Voraciously hunting any news and information on China’s growth, complexity, and conflicts, I simultaneously developed a fascination with the Chinese contemporary art market phenomena.
As a layman understandably misguided through press and market representation abroad, I came to understand Chinese contemporary art to be typified by Cynical Realism and Political Pop painting. An unedited tour of Chinese galleries further substantiates the generalization that large scale, propaganda-referencing paintings represent a current, pervasive movement.
Yue Minjun is an archetypal example of a profit driven replicated regurgitation of work whose challenge has expired. There are myriad vendors selling replicas of Yue Minjun’s obnoxiously smiling self-portraits.

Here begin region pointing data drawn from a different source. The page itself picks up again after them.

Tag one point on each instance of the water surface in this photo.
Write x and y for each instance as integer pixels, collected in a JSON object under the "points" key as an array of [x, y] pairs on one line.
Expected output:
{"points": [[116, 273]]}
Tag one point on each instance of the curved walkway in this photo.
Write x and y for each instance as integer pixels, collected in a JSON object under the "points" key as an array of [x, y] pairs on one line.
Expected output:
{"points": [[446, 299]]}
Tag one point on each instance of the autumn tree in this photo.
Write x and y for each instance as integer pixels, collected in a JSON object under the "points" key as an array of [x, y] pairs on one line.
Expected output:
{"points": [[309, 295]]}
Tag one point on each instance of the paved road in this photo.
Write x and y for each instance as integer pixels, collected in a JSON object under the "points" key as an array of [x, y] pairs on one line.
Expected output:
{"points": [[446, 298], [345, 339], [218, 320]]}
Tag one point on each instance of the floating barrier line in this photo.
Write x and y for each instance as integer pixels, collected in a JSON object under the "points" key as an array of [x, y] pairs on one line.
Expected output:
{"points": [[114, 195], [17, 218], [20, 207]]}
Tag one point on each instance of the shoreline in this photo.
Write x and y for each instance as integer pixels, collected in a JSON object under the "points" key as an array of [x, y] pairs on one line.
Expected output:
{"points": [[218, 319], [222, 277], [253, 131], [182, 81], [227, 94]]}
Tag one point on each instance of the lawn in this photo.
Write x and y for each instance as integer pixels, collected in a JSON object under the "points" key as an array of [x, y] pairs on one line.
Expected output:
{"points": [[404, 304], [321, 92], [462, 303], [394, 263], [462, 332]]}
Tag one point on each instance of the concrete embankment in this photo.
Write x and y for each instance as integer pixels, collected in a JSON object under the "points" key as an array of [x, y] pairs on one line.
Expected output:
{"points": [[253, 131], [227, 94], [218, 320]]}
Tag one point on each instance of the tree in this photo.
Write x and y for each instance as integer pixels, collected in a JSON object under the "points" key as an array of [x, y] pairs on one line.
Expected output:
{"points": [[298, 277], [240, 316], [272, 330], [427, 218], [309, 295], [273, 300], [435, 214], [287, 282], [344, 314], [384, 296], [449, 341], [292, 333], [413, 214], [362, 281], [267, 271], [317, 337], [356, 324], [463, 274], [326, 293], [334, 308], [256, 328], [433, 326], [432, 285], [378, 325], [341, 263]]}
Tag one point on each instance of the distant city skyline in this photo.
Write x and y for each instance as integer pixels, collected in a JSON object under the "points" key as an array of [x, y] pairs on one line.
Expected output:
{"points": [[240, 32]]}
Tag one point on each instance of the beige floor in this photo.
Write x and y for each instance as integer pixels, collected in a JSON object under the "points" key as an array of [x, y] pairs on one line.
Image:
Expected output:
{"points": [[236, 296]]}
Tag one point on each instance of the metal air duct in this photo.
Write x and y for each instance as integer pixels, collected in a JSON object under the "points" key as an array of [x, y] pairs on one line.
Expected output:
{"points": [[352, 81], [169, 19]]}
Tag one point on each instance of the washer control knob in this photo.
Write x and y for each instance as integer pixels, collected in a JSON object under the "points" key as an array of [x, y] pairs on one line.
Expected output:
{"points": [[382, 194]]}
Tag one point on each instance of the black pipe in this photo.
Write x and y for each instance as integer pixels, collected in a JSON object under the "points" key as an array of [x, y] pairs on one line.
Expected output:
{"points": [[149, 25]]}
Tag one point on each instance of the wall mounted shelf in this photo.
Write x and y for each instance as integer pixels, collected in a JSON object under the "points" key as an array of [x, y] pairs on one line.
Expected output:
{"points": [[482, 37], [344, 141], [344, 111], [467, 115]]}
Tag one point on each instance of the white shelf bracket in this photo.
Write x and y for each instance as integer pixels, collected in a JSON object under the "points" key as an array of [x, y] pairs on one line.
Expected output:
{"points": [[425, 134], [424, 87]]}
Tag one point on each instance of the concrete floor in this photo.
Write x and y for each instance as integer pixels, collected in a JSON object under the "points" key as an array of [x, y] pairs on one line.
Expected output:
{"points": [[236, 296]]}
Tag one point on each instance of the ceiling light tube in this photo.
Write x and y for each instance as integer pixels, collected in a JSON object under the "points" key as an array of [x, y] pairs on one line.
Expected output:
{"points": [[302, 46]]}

Directing a studio of assistants producing pieces for him; aside from his endorsement and conceptual process, there is little difference in a piece from his studio and a piece from an anonymous artisan. Obviously the selling price and determined value provides the exception. The copies become conceptually interesting because his signature motif, the iconic self-portrait, often displays scores of selves. When reproduced my many individuals, the painters become implicated into the smiling army of multiplying selves.
At what point in an artist’s career are they no longer expected to paint their own work? As an “emerging” artist, is it requisite to endure becoming “established” before delegating creation? What is Chinese contemporary art and as a “Western” art-maker residing in China am I allowed to participate?
I hired painters to reproduce a series of photographs. The photographs are of reproductions of Chinese propaganda posters. Though the photographs are digital, the abstraction through blurring and distortion is merely an affect of the angles in which they were taken. The photographs are borrowed from other images; these reproductions of images that are then reproduced. The distortion is illustrative of perceptions of Chinese contemporary painting from both Westerner and Chinese observers. I have created a commodity.
This series is an exploration and exercise into the excesses of appropriation art. My contribution to the image making was as a photographer of images that had previously been replicated several times: the original painting was replicated into widely, nationally dispersed posters and again reproduced for broader international distribution when printed in a book. I made a distorted photograph of the print, which was then painted, returning the image, now through several cycles, to its original medium and it’s country of origin.
The significance of the work for me is derived from the process. Dialogues with the painters, including students, were valuable in illuminating perceptive limitations. The cultural faux pas of my pirating images of Mao, exemplified the cult of Mao, a Westerner speculatively attempting to define a culture formerly “closed,” and multiple generations of Chinese addressing their own historical vacancies and the limitations of continued cultural appropriation.